The evening light, when the skies are clear, shines a rich, amber gold light across the fields in the moments before the sun sinks below the western horizon. It’s not so flashy a view as the sunset itself, but it’s everywhere. I need only turn my back on the main show and look around me. For a few moments, my world is lit in amber. Everything looks different – warmer, more alive, and a bit exotic.
Living as I do among the trees, I don’t often see the classic sunset view of pink and purple clouds lit by the setting sun. I can if I walk a half mile to a certain clearing, and the view’s even better from 20 feet above the ground in the big deer stand out back. I rarely have the time though, not at that time of day. There are mouths to feed, water troughs to fill, and all those birds to be herded into the relative safety of their night pens. I notice that amber light though, and usually wish I had a camera handy and a hand free to deal with the camera. There are details I want to photograph, tricks of the light as it shifts and changes, intricate shadows that intrigue me. I think each night that I should plan ahead tomorrow, have that camera ready, but then life and the to-do list take over.

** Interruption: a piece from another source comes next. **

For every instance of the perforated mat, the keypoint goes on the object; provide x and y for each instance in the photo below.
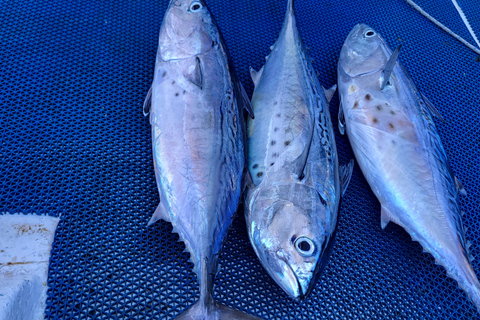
(74, 142)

Then, one evening not long ago, I came home later than usual from doing chores for an out-of-town neighbor. I turned onto our gravel road and traveled a quarter mile in deep shade from the thick woods to the west. I reached the corner, turned, and my truck rolled into that glorious amber light.
I had my camera on the seat beside me. I had to stop, even though I was late and technically couldn’t spare the time. I took a moment anyway. Just a moment. Life’s sweetest joys often arrive in fleeting moments. Sometimes it’s good to stop . . . take a deep breath . . . and just feel the joy.